Estar encaletado me da no sé qué, como un aburrimiento, unas
ganas de no mover ni un dedo por mi propia cuenta. Uno está ahí metido en una casa que no es
suya, embutido entre tanta canasta de cerveza y oyendo a lo lejos los novelones
de la mujer del viejo Cantor. Hay guitarras grandes y chiquitas, con muchas o
pocas cuerdas colgando en todas las paredes.

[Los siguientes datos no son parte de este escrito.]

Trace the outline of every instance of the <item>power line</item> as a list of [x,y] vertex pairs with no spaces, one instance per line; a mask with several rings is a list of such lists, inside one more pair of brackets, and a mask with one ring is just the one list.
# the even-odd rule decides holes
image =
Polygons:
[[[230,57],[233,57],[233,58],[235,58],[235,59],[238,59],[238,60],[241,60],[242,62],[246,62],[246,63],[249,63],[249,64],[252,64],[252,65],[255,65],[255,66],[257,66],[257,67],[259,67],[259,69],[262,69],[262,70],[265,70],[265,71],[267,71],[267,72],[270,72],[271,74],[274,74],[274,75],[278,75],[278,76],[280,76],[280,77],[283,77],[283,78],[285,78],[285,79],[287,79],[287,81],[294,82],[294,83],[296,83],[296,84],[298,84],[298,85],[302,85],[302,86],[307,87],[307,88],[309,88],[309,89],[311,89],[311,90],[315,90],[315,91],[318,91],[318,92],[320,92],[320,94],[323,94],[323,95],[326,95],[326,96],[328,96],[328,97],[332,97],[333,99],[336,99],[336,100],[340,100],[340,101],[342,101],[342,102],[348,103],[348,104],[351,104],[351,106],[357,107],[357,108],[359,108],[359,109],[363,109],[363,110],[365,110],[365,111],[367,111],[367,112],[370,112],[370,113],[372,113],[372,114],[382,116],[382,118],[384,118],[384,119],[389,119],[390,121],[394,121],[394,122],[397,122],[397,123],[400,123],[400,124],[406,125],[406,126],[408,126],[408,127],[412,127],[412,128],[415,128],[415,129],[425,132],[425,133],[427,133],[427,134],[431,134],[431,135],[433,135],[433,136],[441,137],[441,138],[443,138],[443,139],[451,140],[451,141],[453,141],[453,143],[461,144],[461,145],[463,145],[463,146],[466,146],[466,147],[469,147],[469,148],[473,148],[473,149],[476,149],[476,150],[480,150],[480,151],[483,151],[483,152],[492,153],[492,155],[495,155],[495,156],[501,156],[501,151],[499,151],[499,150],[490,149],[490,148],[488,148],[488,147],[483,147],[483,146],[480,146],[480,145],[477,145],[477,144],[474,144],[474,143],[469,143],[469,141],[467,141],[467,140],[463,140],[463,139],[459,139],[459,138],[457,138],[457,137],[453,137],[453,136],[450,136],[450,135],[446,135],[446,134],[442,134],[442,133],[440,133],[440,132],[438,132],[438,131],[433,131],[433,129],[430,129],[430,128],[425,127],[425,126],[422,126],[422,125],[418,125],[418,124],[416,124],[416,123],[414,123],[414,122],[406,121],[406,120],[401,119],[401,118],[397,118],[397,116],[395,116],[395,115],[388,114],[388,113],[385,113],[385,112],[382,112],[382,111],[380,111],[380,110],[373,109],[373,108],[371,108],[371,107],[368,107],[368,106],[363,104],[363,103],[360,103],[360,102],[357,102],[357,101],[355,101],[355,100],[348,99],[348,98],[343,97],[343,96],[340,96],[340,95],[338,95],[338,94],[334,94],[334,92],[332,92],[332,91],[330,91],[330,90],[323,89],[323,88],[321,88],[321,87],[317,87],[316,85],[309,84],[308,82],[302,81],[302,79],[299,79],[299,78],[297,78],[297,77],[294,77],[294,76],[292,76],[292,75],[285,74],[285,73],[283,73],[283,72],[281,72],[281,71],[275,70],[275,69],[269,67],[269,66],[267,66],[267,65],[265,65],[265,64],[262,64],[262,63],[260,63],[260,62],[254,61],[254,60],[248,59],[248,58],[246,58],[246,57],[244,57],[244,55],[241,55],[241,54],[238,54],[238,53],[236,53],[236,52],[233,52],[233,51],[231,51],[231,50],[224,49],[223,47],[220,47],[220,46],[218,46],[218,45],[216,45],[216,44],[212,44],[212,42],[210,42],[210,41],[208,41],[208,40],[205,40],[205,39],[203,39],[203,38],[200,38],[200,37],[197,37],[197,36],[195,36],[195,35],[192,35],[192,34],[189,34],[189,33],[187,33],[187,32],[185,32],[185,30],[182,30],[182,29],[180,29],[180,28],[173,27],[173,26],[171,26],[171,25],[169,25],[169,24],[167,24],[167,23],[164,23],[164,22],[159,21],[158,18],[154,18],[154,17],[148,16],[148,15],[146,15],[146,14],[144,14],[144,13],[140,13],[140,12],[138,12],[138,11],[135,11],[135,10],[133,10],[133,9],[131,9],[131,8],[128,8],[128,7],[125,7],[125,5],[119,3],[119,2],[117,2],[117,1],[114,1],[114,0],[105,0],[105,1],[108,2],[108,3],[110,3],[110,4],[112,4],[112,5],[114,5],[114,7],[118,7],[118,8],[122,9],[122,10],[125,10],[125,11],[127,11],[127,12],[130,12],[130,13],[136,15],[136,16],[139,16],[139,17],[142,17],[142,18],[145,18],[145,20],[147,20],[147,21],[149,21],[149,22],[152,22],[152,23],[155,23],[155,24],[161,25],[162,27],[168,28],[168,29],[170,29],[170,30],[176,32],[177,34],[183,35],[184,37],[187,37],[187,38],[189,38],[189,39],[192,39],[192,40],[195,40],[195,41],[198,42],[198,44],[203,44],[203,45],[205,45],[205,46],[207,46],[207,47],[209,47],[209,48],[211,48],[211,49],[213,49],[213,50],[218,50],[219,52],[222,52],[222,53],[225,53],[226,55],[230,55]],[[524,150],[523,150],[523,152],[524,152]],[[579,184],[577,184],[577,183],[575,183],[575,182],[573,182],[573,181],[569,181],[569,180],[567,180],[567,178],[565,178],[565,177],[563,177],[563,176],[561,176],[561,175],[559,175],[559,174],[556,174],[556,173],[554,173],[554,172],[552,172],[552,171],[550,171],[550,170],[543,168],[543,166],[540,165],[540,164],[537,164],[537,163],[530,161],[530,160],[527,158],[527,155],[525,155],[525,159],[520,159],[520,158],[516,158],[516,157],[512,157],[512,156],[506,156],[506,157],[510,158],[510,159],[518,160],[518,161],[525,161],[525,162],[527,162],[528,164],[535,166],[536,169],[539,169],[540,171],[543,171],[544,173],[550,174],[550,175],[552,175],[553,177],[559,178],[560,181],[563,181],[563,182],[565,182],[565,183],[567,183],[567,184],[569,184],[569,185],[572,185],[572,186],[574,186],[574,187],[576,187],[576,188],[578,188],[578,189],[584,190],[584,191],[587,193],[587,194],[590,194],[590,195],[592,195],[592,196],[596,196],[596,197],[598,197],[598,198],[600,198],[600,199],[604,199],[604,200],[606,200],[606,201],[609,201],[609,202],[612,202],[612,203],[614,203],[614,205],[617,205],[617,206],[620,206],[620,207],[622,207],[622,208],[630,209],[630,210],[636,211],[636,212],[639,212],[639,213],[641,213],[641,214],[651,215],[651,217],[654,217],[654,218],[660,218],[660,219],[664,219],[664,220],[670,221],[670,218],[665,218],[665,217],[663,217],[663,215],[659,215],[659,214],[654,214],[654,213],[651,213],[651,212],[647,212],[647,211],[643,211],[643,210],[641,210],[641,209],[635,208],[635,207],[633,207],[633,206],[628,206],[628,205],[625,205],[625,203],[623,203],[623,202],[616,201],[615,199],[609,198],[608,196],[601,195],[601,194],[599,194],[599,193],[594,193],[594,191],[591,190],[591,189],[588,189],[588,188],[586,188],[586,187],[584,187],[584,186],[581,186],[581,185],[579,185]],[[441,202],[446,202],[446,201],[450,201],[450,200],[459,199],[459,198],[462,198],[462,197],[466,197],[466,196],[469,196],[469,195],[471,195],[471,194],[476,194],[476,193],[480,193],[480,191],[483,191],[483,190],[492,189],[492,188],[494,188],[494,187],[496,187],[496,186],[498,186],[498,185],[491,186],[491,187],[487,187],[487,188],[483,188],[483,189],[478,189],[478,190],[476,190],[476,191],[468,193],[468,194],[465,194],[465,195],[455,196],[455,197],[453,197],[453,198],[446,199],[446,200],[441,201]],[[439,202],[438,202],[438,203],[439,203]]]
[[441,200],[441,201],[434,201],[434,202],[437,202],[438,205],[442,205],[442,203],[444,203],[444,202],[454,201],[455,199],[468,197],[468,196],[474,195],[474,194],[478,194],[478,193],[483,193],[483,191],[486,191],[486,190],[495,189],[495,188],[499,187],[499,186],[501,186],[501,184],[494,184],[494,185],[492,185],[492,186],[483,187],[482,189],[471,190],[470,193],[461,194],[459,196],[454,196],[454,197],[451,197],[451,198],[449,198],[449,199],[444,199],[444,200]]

Como un zumbido escucho que sale desde el primer piso esa música que oye
el viejo cuando está solo, música que seguro hacen con las guitarras estas
grandes y chiquitas. Se pasa el día mientras yo miro pa’l techo y veo fotos
viejas de gente que no conozco, y hasta creo que el viejo ya ni se acordará de quiénes son todos estos: la señora del sombrerote, la niña morochita con esos labios
rechonchos que piden besos, o el señor viejito, más viejo que el mismísimo
viejo Cantor, que tiene un bebé feo como pocos en los brazos.
Pero por fin la
señora del viejo Cantor, -que cuando habla no lo mira a uno a los ojos, sino
que mira como por encima, y uno con esa tentación de voltear pa’ atrás a ver
qué es lo que mira la vieja- se me acercó y me dijo que fuera con ella. Subimos por la escalera que da a una puertica
metálica cerrada con un candado, y la única que tiene la llave es la vieja, y
me abre, y con la boca señala una silla, y luego con la boca otra vez señala un
tocadiscos de hace mil años.
– Pa’ que por lo menos oiga algo, mijo.
Y la vieja sonríe cariñosamente, pero no me sonríe a mi sino
a la cosa esa que debe haber detrás mío y que yo no puedo ver.
Aquí estoy,
sentado en la sillita de mimbre sin teja sobre mi cabeza mirando los techos de
las casas y oyendo un disco de los que me dejó la vieja. Suena bien, como
ronco, pero bien. Me inclino un poco para ver qué pasa abajo, en la calle. Ahí pasa la señora flaquita de la droguería
con su culimbo al lado. Allá lejos
vienen los muchachos, los reconozco porque los tres caminan chistoso, como
hombres grandes envueltos en esos cuerpos flacos y encorvados. ¡El Quique! El Quique está entrando a la
tienda. No, no me levanté así de repente
porque tenga miedo, qué miedo me va a dar el culicagadito ese de siete años,
tampoco estoy mirando escondido detrás de la silla para ver si viene mi dizque papá, no, miro solo por mirar.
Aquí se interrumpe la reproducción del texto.